= Wolfgang Streitenberger =

Wolfgang Streitenberger (born 2 January 1952 in Vienna, Austria) was a senior official of the European Commission, Brussels. He is an Austrian citizen and worked there until his retirement in January 2017 as a senior Advisor in the Directorate General "Regional and Urban Policy".

==Life==
He studied at Vienna University and at the Sorbonne University, Paris and finished Economics with a M.A. in 1974 and Political Sciences with a PhD in 1975. 1975/76 he attended the College of Europe, Bruges, Belgium, studying "Economics of European Integration". 1976 till 1980 Streitenberger worked as economic researcher at the then-largest Austrian bank, the Creditanstalt-Bankverein. 1981–1984 he was economic editor at the public Austrian television ORF. 1985–1989 he was responsible for media policy and corporate planning in the Directorate General of the Austrian television and broadcasting ORF. 1990 he moved to EXPO VIENNA AG Vienna world exposition company which prepared the twin city world exposition Vienna-Budapest planned for 1995. There he was director for public affairs and spokesperson. Just before the project for this world exposition was stopped by a popular vote in Vienna Wolfgang Streitenberger moved to the Lower Austrian capital city planning corporation in St. Pölten. This corporation planned the development of St. Pölten into a capital of the federal state Lower Austria and also constructed its new cultural and governmental buildings.

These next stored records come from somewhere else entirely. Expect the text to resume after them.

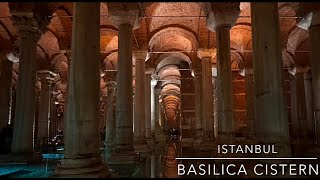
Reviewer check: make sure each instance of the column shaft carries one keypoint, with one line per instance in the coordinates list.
(139, 107)
(81, 127)
(153, 106)
(110, 116)
(198, 100)
(5, 81)
(148, 105)
(207, 106)
(124, 122)
(224, 76)
(314, 32)
(271, 116)
(309, 105)
(44, 106)
(24, 109)
(250, 111)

He was member of the board and responsible for communications, innovation, marketing till end 1994. 1996 Streitenberger was nominated official of the European Commission and entrusted with the post of Head of the European Commission Representation to Austria.

He held this post 6 years till end 2001 and was regularly moved to the European Commission headquarters in Brussels.

In 2002 he worked as an Adviser-Conseiller in Directorate General "Communications", 2003–2010 he was a senior Adviser-Conseiller of the Director General "Information Society and Media", where he dealt with support and promotion for R&D in information and communication technologies.

From 2011 until his retirement in January 2017 he was a senior Adviser-Conseiller in Directorate General "Regional and Urban Policy". In this function he holds numerous speeches all over Europe explaining the EU Regional Policy.

==Works==
As an editor at the economic news desk of the Austrian public TV ORF between 1981 and 1984 he made many contributions to the prime time news programs "Zeit im Bild" and to the economic journal "Schilling", focusing on international finance, banking, development economics. 1987 till 1994 Wolfgang Streitenberger also acted as TV moderator and regularly led TV discussion programs (the one-hour discussions called "Nachtstudio") in the Austrian public TV ORF. He focused on economics, sociology, politics and history. As side activity Streitenberger published numerous articles in several print media like the economic journals "A3-Volt" and "Economy". 1991 till 1994 he acted as editor in chief of the quarterly journal "Stadt im Land". Later, as Head of the EU Representation to Austria, he was for six years editor in chief of the monthly journals "EU Direkt" and the quarterliy "Die Union".

Streitenberger wrote and published the following books:

Die Geburt Europas, Orac, Wien 1989, ISBN 3-7015-0189-0.

Europastadt St. Pölten, St. Pölten 1992.

Botschafter im eigenen Land, BoD, Norderstedt 2013, ISBN 978-3-7322-5431-6.

as editor: Österreichs Zukunft ist Europa, Signum, Wien 1997, ISBN 3-85436-223-4.

Wolfgang Streitenberger was and is regularly active also as lecturer. 1995–1996 at the Werbeakademie Wien (Academy for Public Affairs) as well as at the Wirtschaftsförderungsinstitute (Business promotion institute) St. Pölten and Linz. 1999–2008 he annually held a Doctoral seminar on European Integration at the Vienna University. 2007–2011 he was lecturer for History of European Integration at the Hoogeschool en Universiteit van Brussel, 2010-2016 he was lecturer on several subjects of "Public Diplomacy" at the "International School for Protocol and Diplomacy" ISPD in Brussels. In his retirement he takes over consultancy work and lecturing related to EU-policies and EU-institutions, in particular EU-regional policy.

Wolfgang Streitenberger is member of a Rotary Club since 1995 and was president of his Club in 2007/2008.

==Awards==

2003 Grosses Goldenes Ehrenzeichen mit dem Stern für Verdienste um die Republik Österreich (= Grand Decoration of Honour in Gold with Star for Services to the Republic of Austria), 2003.

2015 Honorary title "Professor" awarded by the President of Austria and the Minister of Education, for his long-standing public information and communication activities by speeches and publications and by lecturing about the European Union and its policies and institutions.